やがてこの世は美優樹のものになる。それはわかりきっていた。美優樹の秘密を知っている僕ら以外、それをどうにかできる者なんていない。だから僕らは見届けようと、そう誓ったんだ。
「ねえパパ、ママ。あたしアイドルになりたい」
「ああ、おまえならきっとなれるさ」
「あなたなら絶対なれるわよ」
「うれしい。ふたりともぜったい反対すると思ってた」
「そんなことないよ。僕たちはもう美優樹のファンだからね」
「わたしもよ美優樹」
「ありがとうパパ、ママ。お礼にあたし歌うね。

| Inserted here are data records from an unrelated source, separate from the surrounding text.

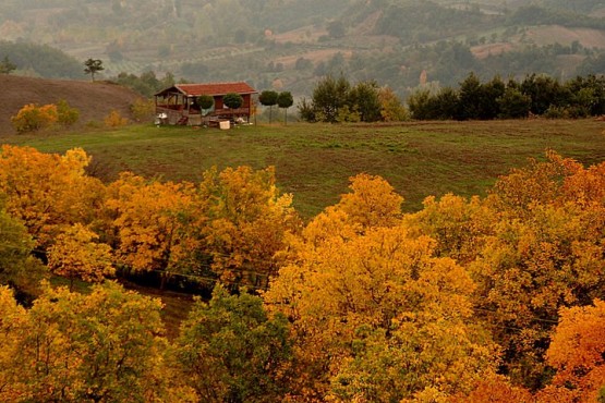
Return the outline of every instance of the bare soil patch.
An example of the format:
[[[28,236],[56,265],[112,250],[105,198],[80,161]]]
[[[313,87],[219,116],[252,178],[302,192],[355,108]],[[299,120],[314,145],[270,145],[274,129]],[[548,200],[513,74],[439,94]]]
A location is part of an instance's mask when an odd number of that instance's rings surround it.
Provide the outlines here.
[[[125,87],[107,82],[82,82],[68,80],[45,80],[0,74],[0,135],[14,134],[11,117],[24,105],[56,103],[64,99],[80,110],[75,129],[89,122],[102,122],[104,118],[117,110],[122,117],[130,117],[131,105],[141,96]]]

ふたりに向かって歌うことはしなかったけど、歌うことであたしに希望がわいてくる気がするの」
「あー、ちょっと待って…それってもしかしてヤバいやつ?」
「あなた…あきらめましょうよ。これで美優樹の邪魔になるものがいなくなるのよ」
「いやそういわれても」
「いい?聞いてね」
美優樹の声が光に見えた。さあ、それはどんな声なのか…。僕ら夫婦はその声に耳を澄ませた。ほんとうに心に染み入るような、まるでそう、天国にいるような、そんな声だった…。